The second quality is activism. It’s the desire to act out the Gospel and to call people to repentance. I intellectually agree with this, but the practice of it is where I struggle. I struggle mostly because of how this has been practiced in my context in the US South. The caricature is of tracks and aggressive and forced conversations using manipulative techniques and trite phrases. While I know that not all who proudly wear the evangelical label proselytize in such a way, there’s a stereotype for a reason and this type of activism/evangelism still happens, especially in my context. I prefer long, slow and very intentional conversations and waiting on the Holy Spirit to move in someone’s life and not trying to artificially coax someone into making a decision. Am I an Evangelical?
Biblicism is the third quality. It means “holding the Bible in high regard” (pg 2). According to Bebbington, historically this has taken various shapes and forms. But in todays US Evangelical world, words like inerrant and infallible have become the defacto litmus and fellowship test with regards to the Bible.

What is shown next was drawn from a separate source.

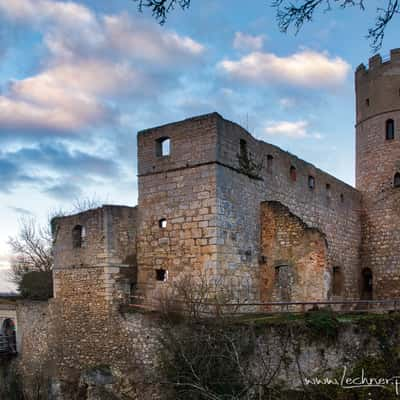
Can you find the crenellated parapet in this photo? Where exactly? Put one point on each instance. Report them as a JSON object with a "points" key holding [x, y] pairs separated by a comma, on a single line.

Personally, I believe that “All Scripture is God-breathed and is useful for teaching, rebuking, correcting and training in righteousness” as II Timothy 3:16 states. I don’t find the ‘infallible’ or ‘inerrant’ label particularly helpful or biblical. God speaks through the Bible, but that doesn’t mean that it should be read as history or science book and that God used verbal plenary as the way to communicate it. Am I an Evangelical?
Crucicentrism is the fourth quality. It stresses the sacrifice of Christ on the cross. There are a host of other doctrines (atonement theories, election etc.) that are linked to the cross. Historically it seems as if evangelicals have held a variety of believes on many of these doctrines. While I certainly enjoy a theological sandbox as much as the next person, I try not to get bogged down in many of these theologies debates. I prefer to have a generous orthodoxy with regards to the cross. I believe that God does something on the cross that I could not do for myself and that sacrifice, along with the resurrection, changes everything. Am I an Evangelical?
Am I an Evangelical? Some days I think I am. I can mostly intellectually assent to Bebbington’s four historical qualities, and I do earnestly believe that we have to share and live our faith. On other days, I don’t want to be called or associated with being Evangelical because it conjures up cultural connotations (narrow-mindedness, unloving, dogmatic, etc.) and ends up hurting my ability to share the Gospel or evangelion. If I had my preference, I’d shed the evangelical language and create my own category called “Gospelist” that’s seeks to reshape and reimagine the ramifications of the Gospel and a commitment to share it.